Came across this, if not too late

 Townlands, parishes and baronies were the main geopolitical units
marked and named on the maps. These were standardised, defined and
fixed on the maps in a way they had never been before. Through the
choice of script style of the placename, linework marking the boundary
and the actual fixing of the boundary itself, the Ordnance Survey was
able to create an official and administrative landscape. Today, for
example, townlands still define the land division for such state institutions
as the Department of Agriculture (for keeping track of veterinary
78 Landscape, Memory and History
 service and, more recently, the spread of foot and mouth disease).
Townlands are the basis for recording the national census and form the
boundaries of electoral wards (Canavan 1991; Dallat 1991). Measuring
and fixing the townland boundary sometimes resulted in altering that
townland, by combining smaller townlands or by dividing larger
townlands.
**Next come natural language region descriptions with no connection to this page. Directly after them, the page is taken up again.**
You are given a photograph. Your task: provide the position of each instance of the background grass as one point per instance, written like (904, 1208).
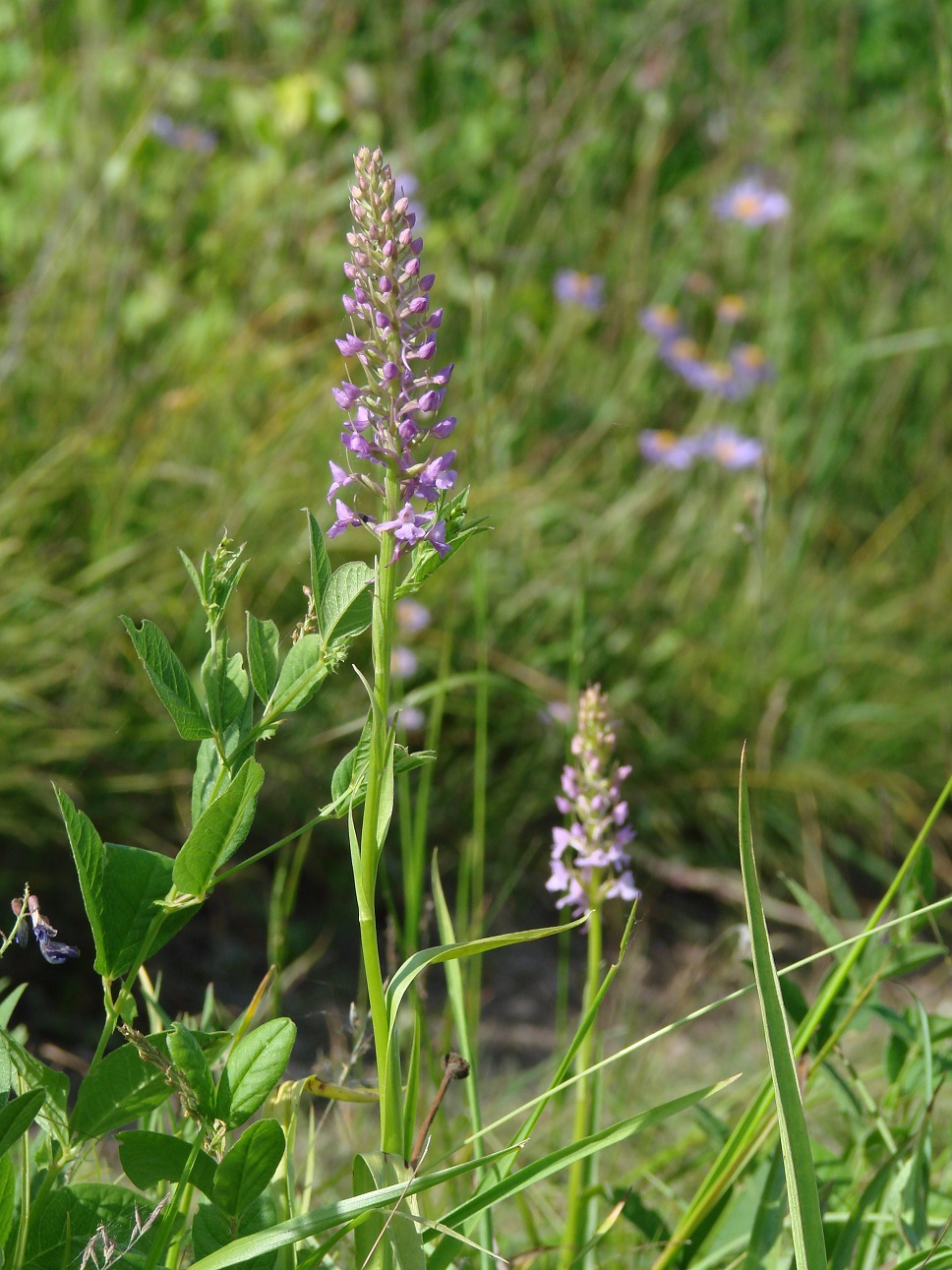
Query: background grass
(166, 362)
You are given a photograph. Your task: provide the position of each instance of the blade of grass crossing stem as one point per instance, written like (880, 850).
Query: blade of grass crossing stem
(803, 1200)
(742, 1143)
(461, 1021)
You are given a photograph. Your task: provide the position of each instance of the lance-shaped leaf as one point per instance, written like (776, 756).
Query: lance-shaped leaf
(18, 1116)
(169, 680)
(249, 1166)
(218, 832)
(149, 1159)
(263, 655)
(121, 886)
(123, 1085)
(304, 671)
(346, 605)
(253, 1069)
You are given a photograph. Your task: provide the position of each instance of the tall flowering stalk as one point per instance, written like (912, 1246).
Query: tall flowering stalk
(589, 865)
(397, 481)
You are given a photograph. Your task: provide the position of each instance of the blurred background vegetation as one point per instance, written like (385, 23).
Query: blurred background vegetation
(173, 208)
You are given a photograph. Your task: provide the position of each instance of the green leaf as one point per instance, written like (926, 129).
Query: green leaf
(350, 772)
(121, 888)
(52, 1117)
(254, 1067)
(8, 1199)
(392, 1231)
(249, 1166)
(123, 1086)
(70, 1218)
(803, 1200)
(346, 605)
(219, 830)
(149, 1159)
(186, 1053)
(212, 1232)
(209, 780)
(320, 560)
(263, 641)
(18, 1116)
(304, 670)
(226, 689)
(169, 680)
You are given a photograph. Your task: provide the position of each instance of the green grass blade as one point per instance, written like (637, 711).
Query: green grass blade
(327, 1218)
(555, 1161)
(804, 1218)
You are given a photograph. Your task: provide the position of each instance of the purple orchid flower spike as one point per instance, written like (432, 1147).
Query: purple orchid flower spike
(588, 861)
(393, 399)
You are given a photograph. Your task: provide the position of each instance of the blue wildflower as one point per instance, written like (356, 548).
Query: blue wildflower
(571, 287)
(751, 202)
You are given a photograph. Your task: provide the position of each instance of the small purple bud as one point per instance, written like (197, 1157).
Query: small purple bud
(350, 345)
(346, 395)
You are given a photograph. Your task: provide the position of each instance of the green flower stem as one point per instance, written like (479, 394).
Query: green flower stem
(576, 1234)
(371, 843)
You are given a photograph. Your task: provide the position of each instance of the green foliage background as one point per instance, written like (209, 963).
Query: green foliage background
(166, 358)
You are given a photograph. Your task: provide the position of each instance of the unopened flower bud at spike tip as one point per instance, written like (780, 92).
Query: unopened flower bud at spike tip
(392, 414)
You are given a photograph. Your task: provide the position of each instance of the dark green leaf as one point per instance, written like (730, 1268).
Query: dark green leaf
(18, 1116)
(212, 1230)
(346, 605)
(350, 772)
(8, 1198)
(169, 680)
(149, 1159)
(121, 886)
(34, 1074)
(219, 830)
(123, 1086)
(304, 670)
(320, 560)
(249, 1166)
(253, 1069)
(263, 655)
(226, 689)
(209, 781)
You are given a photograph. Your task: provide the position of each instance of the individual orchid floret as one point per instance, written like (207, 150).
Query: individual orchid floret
(588, 861)
(586, 289)
(393, 397)
(751, 202)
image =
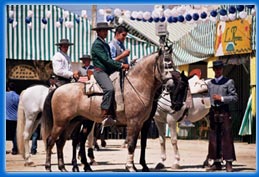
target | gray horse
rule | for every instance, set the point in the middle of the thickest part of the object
(69, 101)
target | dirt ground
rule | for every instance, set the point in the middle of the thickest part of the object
(112, 158)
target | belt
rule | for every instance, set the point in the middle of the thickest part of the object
(97, 69)
(62, 78)
(223, 107)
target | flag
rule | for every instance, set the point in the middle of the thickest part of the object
(246, 126)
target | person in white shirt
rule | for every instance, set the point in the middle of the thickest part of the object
(61, 64)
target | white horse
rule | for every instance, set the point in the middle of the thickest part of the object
(28, 117)
(164, 114)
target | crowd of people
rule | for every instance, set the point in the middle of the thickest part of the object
(108, 58)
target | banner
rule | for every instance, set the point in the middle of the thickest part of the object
(233, 37)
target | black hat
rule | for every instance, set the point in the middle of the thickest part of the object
(86, 57)
(64, 42)
(102, 25)
(52, 77)
(217, 64)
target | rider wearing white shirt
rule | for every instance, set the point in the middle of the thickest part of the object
(61, 64)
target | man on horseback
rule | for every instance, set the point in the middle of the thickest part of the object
(61, 64)
(222, 92)
(118, 51)
(104, 66)
(87, 69)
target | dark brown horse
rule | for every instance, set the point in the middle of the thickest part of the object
(69, 101)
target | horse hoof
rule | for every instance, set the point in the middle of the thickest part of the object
(88, 169)
(48, 169)
(63, 170)
(145, 169)
(131, 168)
(75, 169)
(93, 163)
(175, 166)
(28, 164)
(103, 143)
(160, 166)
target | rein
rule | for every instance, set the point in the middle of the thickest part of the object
(137, 92)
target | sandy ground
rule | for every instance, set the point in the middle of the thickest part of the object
(112, 158)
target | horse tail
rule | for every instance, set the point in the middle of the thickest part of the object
(47, 117)
(20, 127)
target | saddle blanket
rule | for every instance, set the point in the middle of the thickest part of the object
(92, 87)
(197, 85)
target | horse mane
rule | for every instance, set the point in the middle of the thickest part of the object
(139, 65)
(45, 85)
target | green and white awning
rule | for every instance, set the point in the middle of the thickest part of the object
(38, 41)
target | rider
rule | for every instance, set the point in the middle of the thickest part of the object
(61, 64)
(87, 69)
(118, 51)
(104, 67)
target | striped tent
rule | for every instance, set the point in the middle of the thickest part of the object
(193, 42)
(36, 41)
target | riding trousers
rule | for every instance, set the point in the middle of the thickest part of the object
(105, 83)
(221, 143)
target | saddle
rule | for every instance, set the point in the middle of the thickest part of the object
(93, 88)
(197, 86)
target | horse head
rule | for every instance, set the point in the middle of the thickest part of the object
(179, 89)
(166, 62)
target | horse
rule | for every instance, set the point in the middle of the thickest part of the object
(181, 84)
(29, 116)
(140, 86)
(164, 114)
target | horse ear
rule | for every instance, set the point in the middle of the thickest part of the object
(170, 48)
(160, 52)
(183, 75)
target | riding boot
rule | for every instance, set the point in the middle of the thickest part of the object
(214, 167)
(107, 119)
(229, 166)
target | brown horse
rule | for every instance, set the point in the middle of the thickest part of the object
(69, 101)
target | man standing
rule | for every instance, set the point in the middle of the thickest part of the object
(61, 64)
(222, 92)
(118, 51)
(12, 101)
(104, 67)
(87, 69)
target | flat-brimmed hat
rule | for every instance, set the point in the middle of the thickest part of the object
(52, 76)
(195, 71)
(85, 57)
(64, 42)
(102, 25)
(217, 64)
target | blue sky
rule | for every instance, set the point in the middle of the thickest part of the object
(131, 7)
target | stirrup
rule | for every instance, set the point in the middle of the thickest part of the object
(108, 121)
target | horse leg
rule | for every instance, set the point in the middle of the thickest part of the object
(172, 126)
(162, 140)
(50, 142)
(60, 145)
(75, 141)
(144, 132)
(90, 139)
(26, 137)
(132, 136)
(87, 127)
(30, 127)
(206, 162)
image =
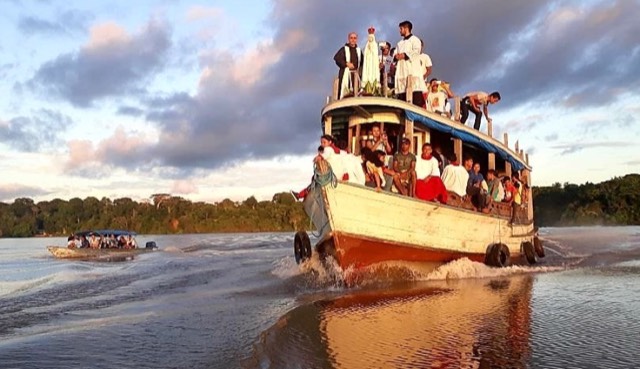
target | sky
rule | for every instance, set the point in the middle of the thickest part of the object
(222, 99)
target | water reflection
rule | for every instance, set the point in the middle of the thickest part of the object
(454, 324)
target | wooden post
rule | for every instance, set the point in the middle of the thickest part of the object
(457, 149)
(327, 125)
(355, 77)
(507, 165)
(385, 83)
(356, 150)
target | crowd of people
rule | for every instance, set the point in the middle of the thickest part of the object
(397, 66)
(101, 241)
(431, 176)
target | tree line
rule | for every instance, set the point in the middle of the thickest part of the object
(613, 202)
(162, 214)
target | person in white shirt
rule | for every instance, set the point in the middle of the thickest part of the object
(456, 177)
(426, 164)
(437, 99)
(408, 65)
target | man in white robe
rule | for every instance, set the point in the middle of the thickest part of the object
(370, 69)
(408, 65)
(349, 59)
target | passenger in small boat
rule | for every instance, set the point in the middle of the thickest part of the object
(472, 101)
(122, 242)
(349, 59)
(455, 176)
(84, 242)
(94, 242)
(495, 188)
(404, 164)
(71, 242)
(131, 242)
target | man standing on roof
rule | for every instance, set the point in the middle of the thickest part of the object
(472, 101)
(408, 65)
(349, 59)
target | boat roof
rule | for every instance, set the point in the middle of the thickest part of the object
(432, 121)
(107, 232)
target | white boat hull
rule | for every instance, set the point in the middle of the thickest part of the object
(360, 227)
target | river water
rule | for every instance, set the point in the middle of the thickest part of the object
(240, 301)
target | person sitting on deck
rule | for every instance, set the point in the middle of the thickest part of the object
(472, 101)
(429, 186)
(455, 177)
(375, 168)
(131, 242)
(495, 188)
(478, 195)
(404, 164)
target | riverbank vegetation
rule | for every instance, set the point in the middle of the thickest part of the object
(162, 214)
(613, 202)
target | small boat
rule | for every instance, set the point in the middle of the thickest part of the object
(360, 227)
(104, 252)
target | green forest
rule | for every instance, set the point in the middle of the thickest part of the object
(162, 214)
(613, 202)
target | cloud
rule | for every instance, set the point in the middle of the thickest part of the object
(12, 191)
(570, 148)
(30, 134)
(130, 110)
(67, 23)
(122, 149)
(263, 100)
(198, 13)
(112, 63)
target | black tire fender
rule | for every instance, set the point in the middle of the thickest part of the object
(537, 246)
(301, 247)
(498, 255)
(529, 252)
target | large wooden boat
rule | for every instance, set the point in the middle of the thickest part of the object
(360, 227)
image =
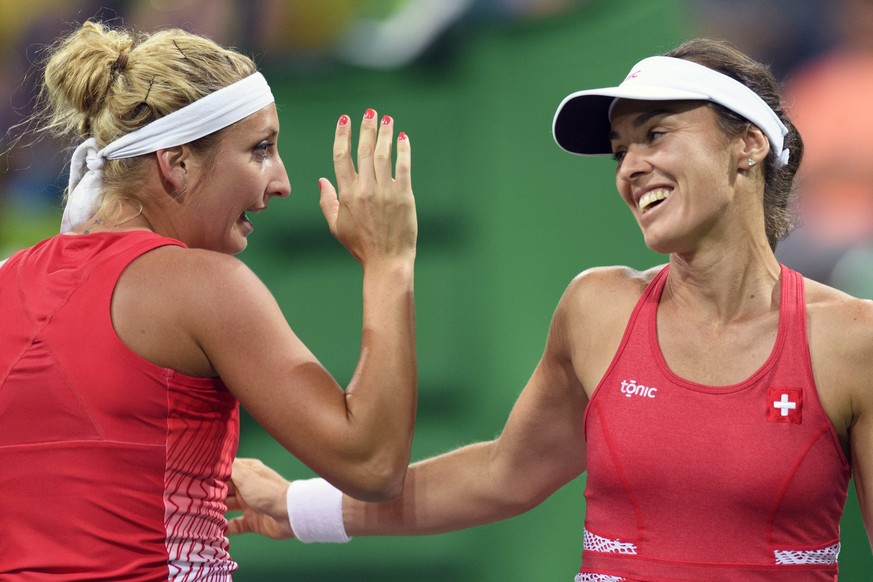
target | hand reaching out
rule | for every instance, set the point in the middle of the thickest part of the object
(371, 212)
(259, 493)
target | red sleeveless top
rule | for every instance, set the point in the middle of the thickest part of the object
(730, 483)
(111, 468)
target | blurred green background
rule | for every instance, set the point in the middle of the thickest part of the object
(506, 220)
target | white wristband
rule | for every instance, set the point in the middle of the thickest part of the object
(315, 510)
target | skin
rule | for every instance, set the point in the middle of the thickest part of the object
(202, 312)
(720, 303)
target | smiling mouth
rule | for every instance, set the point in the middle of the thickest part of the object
(652, 198)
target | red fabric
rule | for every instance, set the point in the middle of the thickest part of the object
(707, 483)
(112, 468)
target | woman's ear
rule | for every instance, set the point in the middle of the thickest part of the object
(172, 163)
(754, 147)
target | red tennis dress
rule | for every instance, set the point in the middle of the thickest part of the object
(111, 468)
(700, 483)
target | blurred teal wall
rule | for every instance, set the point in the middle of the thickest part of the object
(506, 220)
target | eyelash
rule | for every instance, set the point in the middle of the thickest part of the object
(651, 136)
(262, 149)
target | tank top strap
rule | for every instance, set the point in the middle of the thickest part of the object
(792, 314)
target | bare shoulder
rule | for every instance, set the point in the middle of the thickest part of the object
(171, 299)
(194, 273)
(846, 322)
(840, 331)
(592, 316)
(603, 286)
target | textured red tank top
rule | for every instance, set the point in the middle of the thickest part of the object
(731, 483)
(111, 468)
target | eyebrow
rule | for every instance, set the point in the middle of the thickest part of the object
(642, 119)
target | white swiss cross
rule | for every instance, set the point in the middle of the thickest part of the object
(784, 405)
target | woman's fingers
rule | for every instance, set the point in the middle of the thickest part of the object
(366, 147)
(343, 165)
(329, 203)
(403, 166)
(382, 157)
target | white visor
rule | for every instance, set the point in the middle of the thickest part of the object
(582, 122)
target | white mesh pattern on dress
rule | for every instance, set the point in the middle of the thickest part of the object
(826, 555)
(595, 543)
(584, 577)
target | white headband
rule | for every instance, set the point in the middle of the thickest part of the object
(198, 119)
(582, 121)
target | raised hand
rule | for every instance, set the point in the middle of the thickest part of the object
(373, 212)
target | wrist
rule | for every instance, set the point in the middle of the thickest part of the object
(315, 511)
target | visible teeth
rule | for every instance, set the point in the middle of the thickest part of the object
(653, 196)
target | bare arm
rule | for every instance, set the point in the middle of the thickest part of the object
(540, 449)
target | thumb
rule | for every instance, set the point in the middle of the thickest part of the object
(238, 525)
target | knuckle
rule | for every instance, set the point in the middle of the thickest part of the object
(340, 155)
(365, 150)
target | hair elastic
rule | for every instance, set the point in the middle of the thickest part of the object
(197, 119)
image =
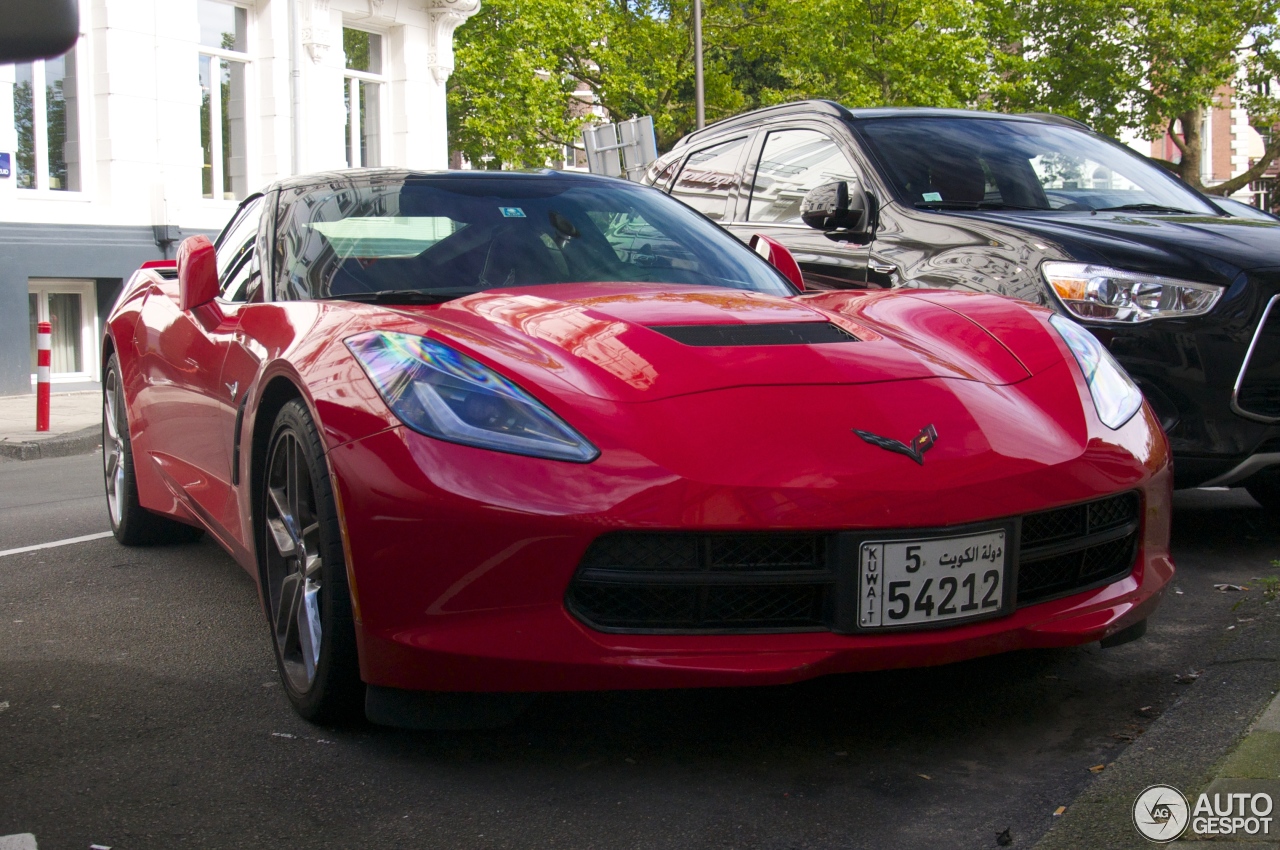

But while the Ordnance Survey fixed these boundaries on the
maps for administrative purposes, local social meaning and histories
were also being scripted in the maps.
Baronies correspond closely to the old Gaelic Tuath  or tribal division
and it was upon this land division unit that taxes were levied during the
seventeenth and eighteenth centuries. Parishes (many dating from the
twelfth century) were a religious division of land over which local clergy
had jurisdiction. But it was the townland that was (and is) the distinguishing,
albeit invisible, landscape feature of Ireland. Many townland
names are of great antiquity and they are important not just because
they became the unit for administration during the nineteenth-century
on the Ordnance Survey maps, but because townlands are the centralising
focus of social identity in rural Ireland. ‘Centuries old, they have
not only defined the land but the people’ (Canavan 1991: 49). They are
imbued with memory and tradition through local knowledge of events or
experiences that occurred at that place. They locate where one lives,
linking one’s identity to belonging in land and home (Lovell 1998).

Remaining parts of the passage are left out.